After a short stop back in San Francisco, where I caught my breath and hung out with Dan and the kittens, I headed off to Costa Rica for a short visit.
I'm here just for a week. I started in the Arenal region (may post on this later), and arrived in Manuel Antonio a few days ago. Manuel Antionio is the home of the eponymous national park, which is known for its beautiful beaches and wildlife.
Manuel Antonio is Costa Rica's second smallest national park. It is indeed pretty petite: I walked almost all of the trails yesterday.
(More capuchin monkeys. I saw a ton of them, including at very close proximity, which was a bit scary since these monkeys are known for being somewhat foul tempered with humans)

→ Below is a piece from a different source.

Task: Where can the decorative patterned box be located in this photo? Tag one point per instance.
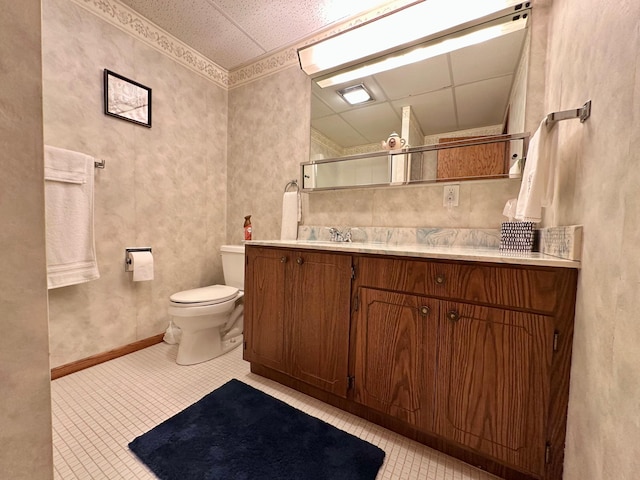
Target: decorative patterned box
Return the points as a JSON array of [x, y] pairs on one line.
[[517, 236]]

I started with a guided nature walk, with a licensed national park guide. This was ok- the guide seemed knowledgable and he spotted animals and insects that I would not have noticed on my own. But the pace was rather slow. Our group had seven people and there was much dallying so everyone could take a photo, etc.
(squirrels monkeys! These are less common in Manuel Antonio. They are tiny- for reference, the berries they are eating are about the size of coffee berries. We saw two groups of the little guys!)
I was eager to explore on my own, and I got my chance after the guided walk wrapped up at around 11. With great foresight, I'd brought a pack lunch scavenged from my hotel's breakfast buffet (you can't take the graduate student out of me, ever...). Due to a recent policy change, you may not go in and out of the park (a new entrance fee of US$10 is required to come back in). There is water available at the park, but no food, so I prepared in advance. I had lunch at the quietest beach (more on beaches below), then started walking the high trail.
The hike was a great success. The trails were less crowded and I started walking with a nice Bulgarian couple, who not only spotted lots of wildlife for me, but also offered tips on good camera angles! It was nice to hike with some company and hear about someone else's trip.
On our short, 1.6 k walk to a view point, we saw two groups of squirrel monkeys, three groups of Capuchan monkeys, iguanas, and a howler monkey (photo did not turn out!). We also saw some birds, the names of which I've forgotten. Plus, we hiked to a nice viewpoint and a secluded beach. The trails were fairly quiet- most of the tourist traffic appears to be in the morning.
We walked out up the entry road- most folks exit at a different point so there was almost no one else on the road- and came apon a three-toed sloth climbing in some trees. On closer inspection, you could see a little baby sloth clinging to her moma's back! We watched the sloth climbing down some vines, a dramatic, very slow speed exercise that involved much dramatic reaching while suspended on impossibly thin branches. Then, mama fell to the ground in a great crash, and started crawling across the road. It was super cool, and very very slow. They then climbed up the tree on the other side. It was really, really neat to see!
(north American raccoon tried to get my lunch. She was with her two babies? These are native, according to our guide, but not nocturnal like the ones at home,)
So, Manuel Antonio has a couple of beaches, and I hung out at the more secluded third beach for a while, eating lunch. Some people were swimming, but I didn't feel like it (I brought my suit, and there are changing rooms available). I watched brown pelicans fishing in the surf for a while, then got moving again.